EUI Summit – Day 2

We started the second day of the Summit with another delicious breakfast on the deck of the Sky Hotel.  Amazingly, I was hungry, even though I had eaten mounds and mounds of delicious food the night before.

Sam Lawrence once again kicked off the day by explaining our agenda.  The plan was to do a short demo of the new release (coming out next week), and then break us into four groups to ‘deconstruct the UI’.  Basically, they wanted expert eyes focusing on four major areas of the product.  The areas of focus for the breakout were:

  • The landing / front page
  • Profiles, and in general how people are organized
  • Places (broad topic), how are we organizing content in Clearspace
  • Social networking (new to this release) along with the ability to follow people

This approach reflects a change of direction for Jive, because they’re moving away from a tools focus (where they started three years ago) and towards a concept where things are organized by topic.  This was based on some work with a designer.  Version 2.0 tried to further up the people aspect, not just the features.  With the more recent releases, people can set up their spaces the way they want.  There are other enhancements, like the removal of wiki markup in favor of rich-text editing, and the ability for people to organize groups within a workspace. 

The Jive team took the same questions that they had asked of the Summit participants, so they started by reviewing their design challenges …

New features include following people, and watching a tag. Some of their biggest challenges have to do with helping the users manage the signal-to-noise well.  How should users be able filter?   

Their current struggles include:

  • The design process is too cumbersome to catch all the scenarios.  It is top down, and feedback is not coming early enough in the process.
  • They believe they need to get to rapid prototyping.  They would like to generate user stories, and execute HTML prototyping for review both inside and outside.  In general they need to learn more about what they’re trying to build, earlier. 
  • They are discovering the lines between where we add value and where we need to integrate.  Where should those boundaries be? 

They have a big challenge because they allow total customization.  Similar to the challenges faced by the Salesforce team, it is challenging to think through the variations that a customer might implement – everything from widgets to the individual windows and how they might be organized.  There are now two versions of Jive, one for internal collaboration only, and another product for collaboration outside the firewall.  They are challenged with the complexity now of thinking how the features might need to be handled differently inside and outside the firewall. 
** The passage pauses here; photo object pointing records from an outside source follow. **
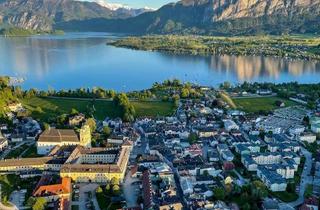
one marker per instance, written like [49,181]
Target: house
[3,142]
[117,139]
[308,137]
[186,185]
[274,181]
[270,204]
[315,124]
[77,119]
[230,125]
[55,191]
[225,152]
[280,103]
[207,132]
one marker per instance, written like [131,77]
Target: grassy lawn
[15,153]
[11,182]
[31,152]
[254,105]
[51,108]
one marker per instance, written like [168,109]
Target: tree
[108,187]
[106,131]
[116,189]
[185,93]
[127,109]
[219,193]
[46,126]
[114,181]
[92,124]
[193,138]
[259,190]
[39,110]
[40,204]
[74,111]
[308,191]
[99,190]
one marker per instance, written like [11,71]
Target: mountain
[223,17]
[123,10]
[44,14]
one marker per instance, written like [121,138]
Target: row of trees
[127,110]
[247,197]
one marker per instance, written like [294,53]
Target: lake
[84,60]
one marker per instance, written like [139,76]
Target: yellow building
[24,164]
[62,137]
[97,164]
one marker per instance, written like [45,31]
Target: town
[218,149]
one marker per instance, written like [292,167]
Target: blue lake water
[84,60]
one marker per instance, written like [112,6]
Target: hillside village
[207,155]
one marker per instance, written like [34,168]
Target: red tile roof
[56,189]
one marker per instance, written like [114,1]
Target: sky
[141,3]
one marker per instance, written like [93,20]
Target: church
[63,137]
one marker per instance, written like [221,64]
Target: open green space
[258,104]
[31,152]
[46,108]
[11,182]
[16,152]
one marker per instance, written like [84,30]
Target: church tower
[85,136]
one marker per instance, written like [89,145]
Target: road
[305,178]
[83,196]
[17,198]
[7,151]
[3,207]
[130,191]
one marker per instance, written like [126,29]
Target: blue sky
[141,3]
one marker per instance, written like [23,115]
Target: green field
[52,107]
[11,182]
[254,105]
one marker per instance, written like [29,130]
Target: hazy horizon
[138,3]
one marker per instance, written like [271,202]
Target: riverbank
[290,47]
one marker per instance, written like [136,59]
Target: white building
[230,125]
[308,137]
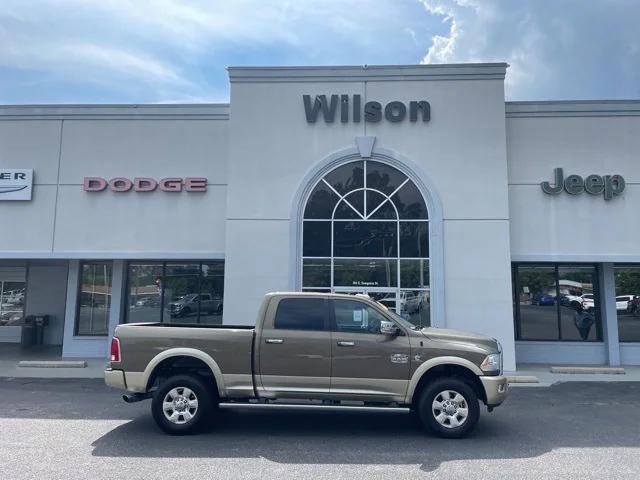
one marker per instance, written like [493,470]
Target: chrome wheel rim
[180,405]
[450,409]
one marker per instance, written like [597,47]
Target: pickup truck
[309,347]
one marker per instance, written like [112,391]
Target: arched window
[366,230]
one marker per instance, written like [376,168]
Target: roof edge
[107,111]
[356,73]
[573,108]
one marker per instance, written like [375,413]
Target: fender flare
[434,362]
[186,352]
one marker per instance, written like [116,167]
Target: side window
[301,314]
[356,317]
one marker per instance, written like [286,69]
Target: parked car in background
[622,302]
[545,300]
[188,304]
[633,306]
[588,301]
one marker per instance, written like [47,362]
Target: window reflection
[356,239]
[316,272]
[365,239]
[415,307]
[557,302]
[365,272]
[627,282]
[144,289]
[190,292]
[578,303]
[346,178]
[12,297]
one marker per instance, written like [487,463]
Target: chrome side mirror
[389,328]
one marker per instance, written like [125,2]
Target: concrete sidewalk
[12,355]
[527,375]
[546,377]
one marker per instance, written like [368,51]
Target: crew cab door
[294,350]
[365,362]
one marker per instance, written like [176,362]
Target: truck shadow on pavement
[532,422]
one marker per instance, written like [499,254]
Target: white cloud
[556,49]
[154,50]
[169,46]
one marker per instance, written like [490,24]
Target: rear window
[301,314]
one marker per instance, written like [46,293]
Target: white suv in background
[588,301]
[622,301]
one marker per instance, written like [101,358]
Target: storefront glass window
[627,281]
[12,296]
[366,230]
[556,302]
[178,292]
[94,298]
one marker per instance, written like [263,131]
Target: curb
[589,370]
[522,379]
[53,364]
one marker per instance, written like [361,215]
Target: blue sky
[142,51]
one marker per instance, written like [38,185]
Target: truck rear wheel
[448,407]
[182,405]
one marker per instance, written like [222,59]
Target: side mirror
[389,328]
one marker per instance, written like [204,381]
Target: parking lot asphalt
[81,429]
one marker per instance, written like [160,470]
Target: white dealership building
[416,184]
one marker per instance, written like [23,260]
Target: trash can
[39,322]
[27,332]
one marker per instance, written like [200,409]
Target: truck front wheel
[448,407]
[182,405]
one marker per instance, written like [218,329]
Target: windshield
[404,323]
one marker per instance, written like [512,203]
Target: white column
[70,308]
[118,280]
[609,313]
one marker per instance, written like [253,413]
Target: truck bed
[191,325]
[230,345]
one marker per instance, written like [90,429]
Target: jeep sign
[16,184]
[607,185]
[372,111]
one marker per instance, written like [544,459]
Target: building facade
[418,185]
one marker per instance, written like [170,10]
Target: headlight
[492,363]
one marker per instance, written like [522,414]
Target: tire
[186,417]
[454,394]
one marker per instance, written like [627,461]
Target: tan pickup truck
[323,348]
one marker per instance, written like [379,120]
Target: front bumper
[495,389]
[115,379]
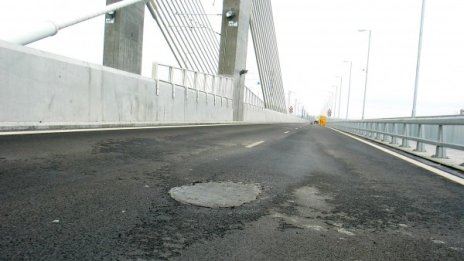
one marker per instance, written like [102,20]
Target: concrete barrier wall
[42,90]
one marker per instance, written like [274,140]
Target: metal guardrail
[216,85]
[442,132]
[252,99]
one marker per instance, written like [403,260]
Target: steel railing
[252,99]
[217,85]
[442,132]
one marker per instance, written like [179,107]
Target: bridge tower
[124,38]
[233,47]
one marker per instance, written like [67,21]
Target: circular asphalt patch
[216,194]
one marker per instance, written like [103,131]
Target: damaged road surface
[272,192]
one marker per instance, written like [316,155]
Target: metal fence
[216,85]
[441,132]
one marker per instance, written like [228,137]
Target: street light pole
[367,68]
[349,89]
[340,96]
[419,51]
[335,99]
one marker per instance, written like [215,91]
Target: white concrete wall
[42,90]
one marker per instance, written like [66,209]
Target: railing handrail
[219,87]
[411,129]
[444,120]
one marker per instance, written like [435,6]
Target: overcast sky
[314,37]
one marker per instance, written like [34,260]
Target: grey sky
[315,37]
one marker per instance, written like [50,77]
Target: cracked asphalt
[325,196]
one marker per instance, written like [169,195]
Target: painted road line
[254,144]
[410,160]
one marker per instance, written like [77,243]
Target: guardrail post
[371,130]
[405,142]
[155,76]
[171,80]
[184,82]
[385,131]
[195,83]
[394,132]
[205,82]
[440,151]
[213,84]
[419,145]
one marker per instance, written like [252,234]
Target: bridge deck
[325,196]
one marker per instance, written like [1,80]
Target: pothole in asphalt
[216,194]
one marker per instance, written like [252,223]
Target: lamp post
[419,51]
[340,95]
[367,68]
[335,99]
[349,89]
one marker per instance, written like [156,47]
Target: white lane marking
[254,144]
[412,161]
[6,133]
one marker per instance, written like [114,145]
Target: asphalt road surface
[325,196]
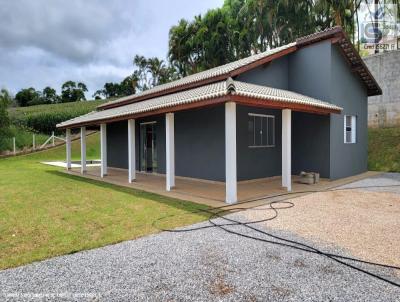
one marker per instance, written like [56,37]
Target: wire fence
[35,142]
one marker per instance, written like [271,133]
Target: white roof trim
[198,94]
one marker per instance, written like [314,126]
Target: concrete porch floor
[209,192]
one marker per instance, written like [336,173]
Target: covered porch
[210,193]
[180,130]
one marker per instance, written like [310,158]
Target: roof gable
[335,35]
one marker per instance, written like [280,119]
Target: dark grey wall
[310,143]
[160,141]
[309,71]
[349,92]
[310,74]
[200,143]
[257,162]
[117,145]
[274,74]
[318,71]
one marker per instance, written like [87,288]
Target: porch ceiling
[208,95]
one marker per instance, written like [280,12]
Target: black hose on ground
[284,242]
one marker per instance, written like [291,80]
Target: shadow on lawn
[180,204]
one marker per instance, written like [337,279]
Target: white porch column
[103,149]
[230,153]
[68,147]
[170,146]
[287,149]
[131,151]
[83,150]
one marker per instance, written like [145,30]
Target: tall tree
[151,72]
[27,96]
[49,96]
[73,92]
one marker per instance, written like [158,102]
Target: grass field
[384,149]
[45,212]
[23,139]
[44,118]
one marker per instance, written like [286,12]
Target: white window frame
[262,129]
[353,129]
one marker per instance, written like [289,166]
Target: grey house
[299,107]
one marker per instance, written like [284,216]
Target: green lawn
[45,212]
[384,149]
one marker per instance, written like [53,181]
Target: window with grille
[350,129]
[261,130]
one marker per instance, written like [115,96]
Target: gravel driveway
[204,265]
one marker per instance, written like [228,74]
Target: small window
[261,130]
[350,129]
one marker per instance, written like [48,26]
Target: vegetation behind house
[384,149]
[44,118]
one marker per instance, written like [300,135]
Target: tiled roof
[197,77]
[231,69]
[206,92]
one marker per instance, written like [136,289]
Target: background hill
[41,120]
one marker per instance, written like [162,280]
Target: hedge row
[44,118]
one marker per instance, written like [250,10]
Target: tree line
[236,30]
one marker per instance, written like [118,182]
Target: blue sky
[45,43]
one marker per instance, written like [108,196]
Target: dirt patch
[365,223]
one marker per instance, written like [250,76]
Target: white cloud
[45,43]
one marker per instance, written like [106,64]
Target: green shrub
[44,118]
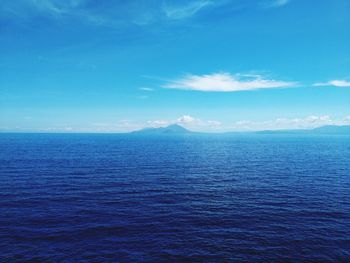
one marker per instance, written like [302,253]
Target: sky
[116,66]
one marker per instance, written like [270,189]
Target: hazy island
[176,129]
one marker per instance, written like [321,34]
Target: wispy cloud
[173,11]
[226,82]
[110,13]
[189,122]
[334,83]
[146,89]
[278,3]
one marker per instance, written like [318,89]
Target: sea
[174,198]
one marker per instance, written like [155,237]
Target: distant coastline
[178,129]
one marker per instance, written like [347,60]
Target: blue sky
[110,66]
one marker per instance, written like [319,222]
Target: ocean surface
[190,198]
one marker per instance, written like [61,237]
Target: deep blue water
[118,198]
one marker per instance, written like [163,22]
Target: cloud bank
[334,83]
[226,82]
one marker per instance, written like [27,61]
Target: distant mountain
[171,129]
[178,129]
[329,129]
[333,129]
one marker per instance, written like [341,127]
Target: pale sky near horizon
[110,66]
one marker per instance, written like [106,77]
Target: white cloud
[185,119]
[146,89]
[280,3]
[226,82]
[111,13]
[308,122]
[183,11]
[334,83]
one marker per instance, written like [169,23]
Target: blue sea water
[190,198]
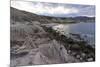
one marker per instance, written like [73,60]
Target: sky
[55,9]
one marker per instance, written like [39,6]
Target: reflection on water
[86,30]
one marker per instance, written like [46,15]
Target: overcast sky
[55,9]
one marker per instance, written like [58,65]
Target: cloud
[52,9]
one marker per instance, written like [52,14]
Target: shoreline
[77,48]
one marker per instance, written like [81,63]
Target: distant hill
[19,15]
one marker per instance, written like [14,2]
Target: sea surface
[85,30]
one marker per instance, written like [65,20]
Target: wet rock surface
[33,42]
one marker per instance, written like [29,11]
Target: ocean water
[85,30]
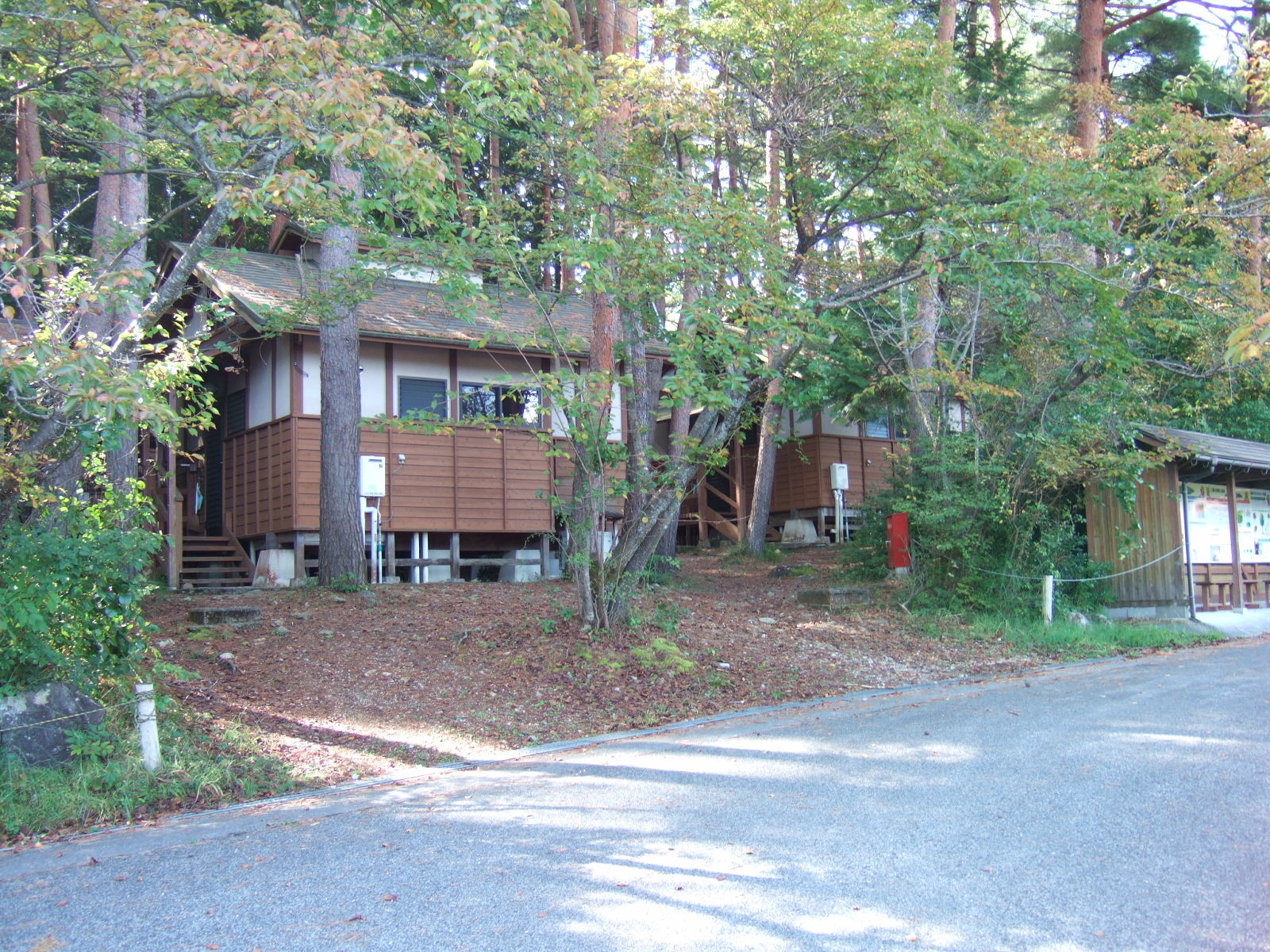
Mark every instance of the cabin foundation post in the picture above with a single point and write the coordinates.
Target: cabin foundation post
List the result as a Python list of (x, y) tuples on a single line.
[(702, 503), (298, 546), (1236, 566)]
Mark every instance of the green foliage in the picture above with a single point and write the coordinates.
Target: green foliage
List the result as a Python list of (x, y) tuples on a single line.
[(71, 583), (94, 743), (740, 555), (347, 584), (203, 766), (664, 655)]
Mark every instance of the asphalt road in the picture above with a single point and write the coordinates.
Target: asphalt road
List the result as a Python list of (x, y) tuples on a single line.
[(1108, 808)]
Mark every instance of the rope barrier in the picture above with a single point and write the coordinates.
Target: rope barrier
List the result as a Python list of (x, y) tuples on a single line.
[(1096, 578)]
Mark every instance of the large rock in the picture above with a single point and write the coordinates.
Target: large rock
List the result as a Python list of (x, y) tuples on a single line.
[(33, 724), (275, 569), (799, 531)]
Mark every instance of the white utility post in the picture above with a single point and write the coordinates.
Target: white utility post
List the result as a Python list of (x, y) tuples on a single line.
[(148, 727)]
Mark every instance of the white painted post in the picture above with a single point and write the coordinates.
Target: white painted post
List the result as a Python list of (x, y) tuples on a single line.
[(148, 727)]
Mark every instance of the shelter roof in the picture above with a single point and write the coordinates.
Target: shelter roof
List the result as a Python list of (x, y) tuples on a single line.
[(1218, 452), (264, 287)]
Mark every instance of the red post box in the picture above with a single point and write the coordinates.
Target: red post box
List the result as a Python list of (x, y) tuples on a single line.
[(897, 541)]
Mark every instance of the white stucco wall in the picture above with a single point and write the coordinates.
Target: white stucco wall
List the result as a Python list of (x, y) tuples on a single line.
[(374, 380), (836, 425), (260, 382), (311, 384), (283, 374)]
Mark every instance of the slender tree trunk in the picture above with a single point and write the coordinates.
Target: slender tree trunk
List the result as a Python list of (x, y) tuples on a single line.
[(924, 393), (1259, 112), (765, 469), (997, 35), (118, 240), (616, 31), (36, 222), (946, 29), (342, 550)]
The team also faced some challenges in developing a Rich Text Editor. They heard a ton of feedback from customers (including SAP), saying that editing was too hard, it needs to be easier to engage.  In designing the interface, they had to consider and be explicit about where they do / don’t want it to look and act like a traditional word processor.  There aren’t any good foundations out there.

They currently do usability testing for every release, but it is not formalized.  Last time they tested about twenty people.  They also have communities (executives, developer communities) who are part of their Beta process. 

Finally, Jive has been exploring the last mile, the tentacle into the backend system.  Which hooks should they put or not put in the product?  If they are going to publish into SharePoint, where is that line?  The UI aspects there still remain to be addressed as well.

Matt Tucker (CTO and Co-founder) provided a demo of the new release, and then we headed into our breakout sessions.  Each session had one of the Jive UI designers, and they captured notes on our discussion.  Those were subsequently posted to the Clearstep workspace, which is Jive’s external forum for their customers and others in their ecosystem. 

Following the breakouts, we spend some time in ‘unconference’ mode, moderated by Sam and Matt.  We all raised the questions we were interested in exploring further, and then picked one or two to focus on. Some of the questions included:

  • Should there be a virtual geographic center?
  • Information ownership, profile ownership, blurring the lines between enterprise and individual ownership.
  • Micro-sharing
  • Corporate culture and social software.  How to get it to spread, achieve adoption goals.  Challenges, opportunities, and gaps.
  • Best practices for UI UX processes.
  • Context and terminology, and how it relates to horizontal organizations.
  • What is the leap in enterprise UI?  Will it fail, does Enterprise UI have to be boring?

Given that Jive had paid to bring us to Aspen because of their UI focus, I pushed hard to cover the fifth and sixth points.  I was really surprised how narrowly they are focused in UI, as opposed to really thinking about Information Architecture and other aspects of User Experience.  I feel strongly that they are going to have to more deeply embed their designer AND developers in a user-centered design (UCD) paradigm if they are going to continue to retain their competitive edge.  Our day ended in a lively discussion about UX processes, best practices, and other related topics. 

  

After having lunch and packing up our things, we headed to the Silver Queen Gondola to get a good view of Aspen from a local summit.  It was a beautiful, beautiful view, although we got hit with a bit of rain on the way back down.  I thought it was a great way to wind down, interact more with other Summit participants, and starting thinking about home.